2017年7月24日(月)

妻に趣味のコレクションを捨てられたら離婚できる?

北野誠のズバリ / トーク

もし、妻に自分の大切にしていた趣味のものを捨てられてしまったら、離婚を考えるという夫は案外多いのではないでしょうか。
しかし、実際にそのことが離婚の理由として成立するのでしょうか。

弁護士の角田龍平に、パーソナリティの北野誠と金曜アシスタントの片山淳子が尋ねます。

離婚の理由にはならない?

リスナーからの法律相談です。
「ファミコンを捨てたら夫に『離婚する!』と逆切れされたというニュースを聞きました。私も鉄道模型が大好きで、ひと部屋は鉄道模型の部屋にしています。こういった趣味のものを捨てられたら離婚したくなる気持ちはよくわかります。法律的に、このようなことは離婚する理由として認められるのでしょうか」(Aさん)

北野は「俺的に言うと、離婚さしたれよ、と思うんですけども」とストレートに口にします。実際にはどうなんでしょうか?

角田弁護士は「そもそも離婚は協議で当事者同士が納得していれば理由なしに離婚できますが、一方がしたくないという時は、民法で定められている離婚原因がないと離婚できません」と、冷静に解説を始めます。

離婚の原因として認められるのは、不貞行為、悪意による遺棄(趣味のものでなく、配偶者から人が遺棄されたとき)、配偶者の生死が3年以上不明なとき、配偶者が強度の精神病にかかって回復の見込みがない時の4例。

他に抽象的に定められているのが「その他、婚姻を継続しがたい重大な理由があるとき」。
これにあたるかどうかが問題になるのです。
例えばお金を家にまったく入れない、DV、虐待など、総合的に考慮して婚姻を継続でない事情があるかどうかを判断するそう。
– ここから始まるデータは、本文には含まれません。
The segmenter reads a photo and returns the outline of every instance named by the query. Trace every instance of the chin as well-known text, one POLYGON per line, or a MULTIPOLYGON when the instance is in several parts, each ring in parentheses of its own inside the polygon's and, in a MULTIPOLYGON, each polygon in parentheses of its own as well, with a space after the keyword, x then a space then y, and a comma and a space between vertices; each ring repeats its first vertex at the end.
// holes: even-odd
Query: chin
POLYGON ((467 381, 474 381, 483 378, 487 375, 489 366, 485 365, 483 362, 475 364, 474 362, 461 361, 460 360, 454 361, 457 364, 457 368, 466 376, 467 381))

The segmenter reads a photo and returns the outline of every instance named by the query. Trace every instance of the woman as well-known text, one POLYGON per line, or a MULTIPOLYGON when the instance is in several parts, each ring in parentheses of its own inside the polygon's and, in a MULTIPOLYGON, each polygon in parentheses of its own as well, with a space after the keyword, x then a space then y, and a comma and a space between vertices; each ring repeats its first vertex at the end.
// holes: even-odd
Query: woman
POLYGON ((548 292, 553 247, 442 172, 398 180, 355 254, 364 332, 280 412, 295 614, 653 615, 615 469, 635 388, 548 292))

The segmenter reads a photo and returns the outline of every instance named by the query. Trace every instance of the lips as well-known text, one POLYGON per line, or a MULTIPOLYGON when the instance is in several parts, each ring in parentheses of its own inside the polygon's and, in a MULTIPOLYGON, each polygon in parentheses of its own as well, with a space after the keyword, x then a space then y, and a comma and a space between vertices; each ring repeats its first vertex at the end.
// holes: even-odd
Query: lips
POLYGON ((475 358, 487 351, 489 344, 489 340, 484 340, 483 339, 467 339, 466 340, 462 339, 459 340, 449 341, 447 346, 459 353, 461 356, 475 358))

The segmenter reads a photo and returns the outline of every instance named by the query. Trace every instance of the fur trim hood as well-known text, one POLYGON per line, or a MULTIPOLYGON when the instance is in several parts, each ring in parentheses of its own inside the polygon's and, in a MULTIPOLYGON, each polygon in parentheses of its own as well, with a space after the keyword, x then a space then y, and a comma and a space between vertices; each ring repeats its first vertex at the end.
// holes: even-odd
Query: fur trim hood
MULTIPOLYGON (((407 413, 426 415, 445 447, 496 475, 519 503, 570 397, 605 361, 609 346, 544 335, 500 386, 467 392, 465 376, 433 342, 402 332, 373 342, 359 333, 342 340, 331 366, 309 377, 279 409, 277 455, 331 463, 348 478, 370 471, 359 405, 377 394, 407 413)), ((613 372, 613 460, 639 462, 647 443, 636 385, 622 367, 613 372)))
結論は、何千万単位という財産的価値があるものを捨てたのであれば、あてはまることもあるが、ファミコンや鉄道模型を壊したくらいで離婚は難しいとのことです。

損害賠償を求めたい!

北野は「離婚はあきらめたけど、嫁に損害賠償請求を」と食い下がります。なんとか理解のない嫁に鉄槌を下したいようです。
それに対する角田弁護士の答え。

「理論上はできます。その財産的価値の損害賠償請求、あるいはそれで心が傷ついたという請求はできますが、『私は壊してはいません』と言われると、壊されたことを証明することがなかなか難しい」

北野「例えば、奥さんの大事にしている化粧品を、コソっと勝手に使うとかは?」
角田「窃盗になりそうですが、夫婦間で窃盗は理論上成立はしますが、刑罰が免除されています。松居一代さんが、家に勝手に入るのは住居侵入になりますが、夫のノートやパスポートを盗るのは、夫婦間の窃盗で、罰せられることがないです」

北野は「船越さん、かわいそうやな」と思わずポロリ。片山も「泣き寝入りや」と同意。
角田は「ユーチューブで『バイアグラ100ml男』と言われていること自体は、名誉棄損で、民事で損害賠償請求しようと思えばできます」。

北野は「どこで落ち着くのかわからないですね。ただ皆さん、嫁さんに自分の趣味のものを壊されても離婚はできないことは覚えておきましょう。悲しい結果です」と、締めました。

世の奥様方、離婚されないからといって、夫の趣味のものを壊すのはやめましょうね。